The project offers profound employment benefits to the region. Once fully operational, it is projected to generate 3,200 direct and indirect jobs. The construction phase alone will create 400 jobs.
“This is a $330 million investment in the Camden region – a powerful signal of confidence in its economic growth. We anticipate that if this is approved, it will spur other businesses to invest, creating more jobs and economic activity,” Mr Calais said.

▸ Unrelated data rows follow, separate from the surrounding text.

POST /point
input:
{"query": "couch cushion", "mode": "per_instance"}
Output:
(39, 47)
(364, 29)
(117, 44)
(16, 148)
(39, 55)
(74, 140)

“The Camden Private Hospital will also create a diversity of jobs that span blue collar, retail, and administration; as well as specialist doctors, nurses, allied health professionals, and white collar managers.”
The State Significant Developments Application for the concept proposal for Camden Private Hospital has been lodged with the NSW Department of Planning and Environment and is now open for public comment.
For further information or to arrange an interview, please call: Nick Lucchinelli 0422 229 032
- The concept proposes a 473-bed, six-storey, ultra-modern hospital built from the ground up with the latest medical technology.
- The 4.2 hectare site sits eight kilometres north of Camden, six kilometres west of Campbelltown, and 15 kilometres from Badgerys Creek.
- 20,000 homes have recently been built within three kilometres of the site, and a further 90,000 are planned. By 2026, the area will have a population 300,000 people.
- The Camden Medical Campus would represent $330 million worth of health investment for the region.
- After construction it is envisaged the new precinct will be the third-largest employer in the entire Camden local government area.
- Demand for health services in Southwest Sydney exceeds supply; this demand is set to expand even further with the addition of 300,000 people to the Macarthur region in the next decade.
- Currently half of Camden region residents seeking health services have to go outside the region.